The gameplay was somewhat similar to the game Plants vs. Zombies, except if you failed at this, you simply lost ears of corn and not your brain. In Worm Whomper, you fought the bugs off with a spray gun of pesticides and plough balls that destroyed everything in their path. Your crop sat on the left side of the screen and the invading hordes approached from the right. If any critter besides an inchworm touched your gun it was killed, but it also made your weapon dissolve. You then had to run to your toolshed to acquire a new weapon. Snails had a shell which was resistant to pesticide. They also left behind a trail of slime that helped inchworms gain speed when they slipped over it. Moths laid eggs which transformed into inchworms. If an inchworm touched your corn, it would change colors. A second earthworm would make it whither up and die. Other pests (beside moths, which only laid eggs) attacked and ate your corn on contact.
You progressed to new levels by eliminating every pest. With each new level, more pests invaded the farm. They gained in speed as well as number.
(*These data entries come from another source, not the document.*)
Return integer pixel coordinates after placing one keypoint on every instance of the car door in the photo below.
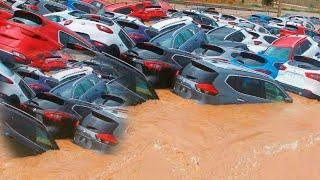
(247, 89)
(26, 130)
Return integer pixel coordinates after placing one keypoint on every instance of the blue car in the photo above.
(38, 83)
(138, 33)
(259, 18)
(187, 38)
(81, 6)
(259, 62)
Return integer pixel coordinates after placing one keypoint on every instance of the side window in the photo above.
(269, 39)
(53, 8)
(178, 41)
(172, 27)
(302, 48)
(82, 7)
(54, 18)
(237, 37)
(124, 11)
(262, 30)
(247, 85)
(140, 6)
(273, 93)
(182, 60)
(65, 38)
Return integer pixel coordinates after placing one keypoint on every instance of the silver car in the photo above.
(13, 84)
(217, 82)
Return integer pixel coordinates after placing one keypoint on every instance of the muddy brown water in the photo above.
(174, 138)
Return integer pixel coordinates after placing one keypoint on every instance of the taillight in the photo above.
(33, 7)
(97, 43)
(107, 138)
(67, 22)
(257, 42)
(56, 116)
(155, 65)
(35, 86)
(104, 29)
(6, 80)
(207, 88)
(313, 76)
(136, 36)
(263, 71)
(282, 67)
(19, 57)
(232, 23)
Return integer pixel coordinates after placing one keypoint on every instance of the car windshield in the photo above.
(278, 52)
(164, 40)
(224, 30)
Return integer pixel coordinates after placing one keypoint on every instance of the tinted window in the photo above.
(273, 93)
(53, 8)
(82, 7)
(269, 39)
(172, 27)
(302, 48)
(125, 11)
(125, 39)
(237, 36)
(247, 85)
(65, 38)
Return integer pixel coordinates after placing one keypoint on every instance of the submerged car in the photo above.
(23, 130)
(26, 31)
(157, 63)
(186, 38)
(214, 82)
(301, 76)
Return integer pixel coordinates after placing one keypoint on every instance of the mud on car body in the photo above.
(223, 83)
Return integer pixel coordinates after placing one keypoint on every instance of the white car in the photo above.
(253, 27)
(169, 24)
(103, 32)
(301, 76)
(232, 33)
(261, 41)
(12, 84)
(64, 15)
(229, 19)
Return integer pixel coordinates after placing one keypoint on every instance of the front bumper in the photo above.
(299, 91)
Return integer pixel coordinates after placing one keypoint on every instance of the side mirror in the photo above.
(288, 100)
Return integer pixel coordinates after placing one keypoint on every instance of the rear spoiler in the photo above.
(206, 27)
(307, 60)
(252, 56)
(150, 47)
(212, 47)
(124, 23)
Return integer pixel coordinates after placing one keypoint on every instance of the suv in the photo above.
(215, 82)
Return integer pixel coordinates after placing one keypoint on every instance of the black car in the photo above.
(26, 135)
(198, 17)
(159, 64)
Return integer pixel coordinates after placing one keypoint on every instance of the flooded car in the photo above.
(223, 83)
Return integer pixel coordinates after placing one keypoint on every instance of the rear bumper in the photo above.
(84, 140)
(299, 91)
(186, 91)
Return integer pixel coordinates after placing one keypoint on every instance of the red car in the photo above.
(27, 37)
(141, 10)
(292, 30)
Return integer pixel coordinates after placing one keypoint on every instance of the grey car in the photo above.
(216, 82)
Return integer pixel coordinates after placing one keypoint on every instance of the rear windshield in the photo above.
(199, 73)
(26, 18)
(251, 59)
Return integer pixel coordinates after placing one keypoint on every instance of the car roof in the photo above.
(117, 5)
(288, 41)
(168, 22)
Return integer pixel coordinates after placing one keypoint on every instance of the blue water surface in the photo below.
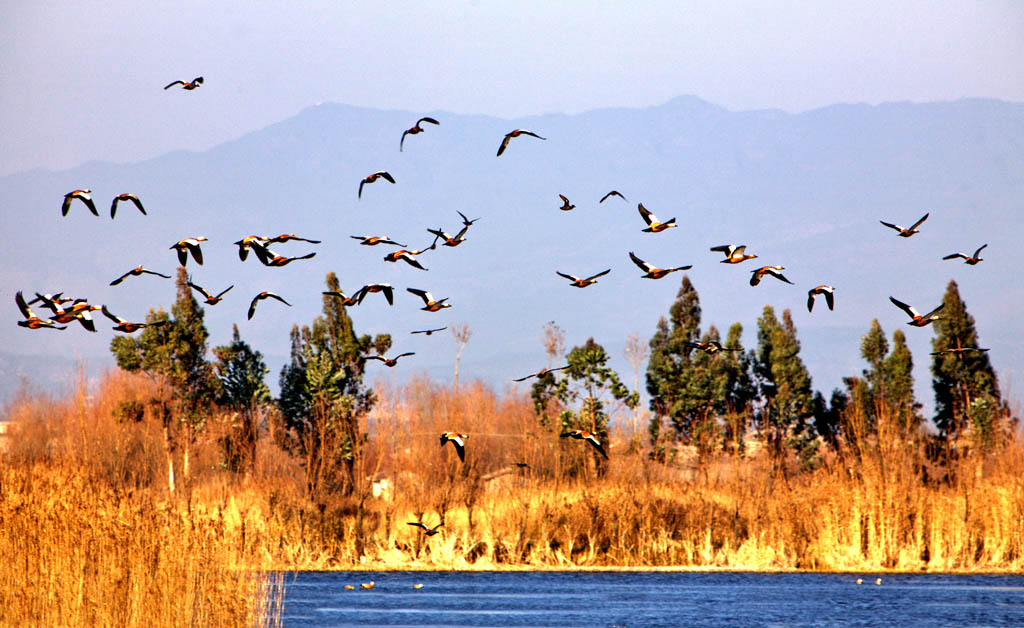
(645, 598)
The game ended when all of your corn was eaten.
The game’s manual included one page of helpful tips titled, “How to Be A Worm Whomper” which was written by Loughry, and included advice about which creatures to focus on first and when to use specific weapons like the plough ball.
Though a bit simplistic, the game was a fun, frenetic diversion that took a little strategy, and quick fingers (which were sure to get stiff if you played for too long).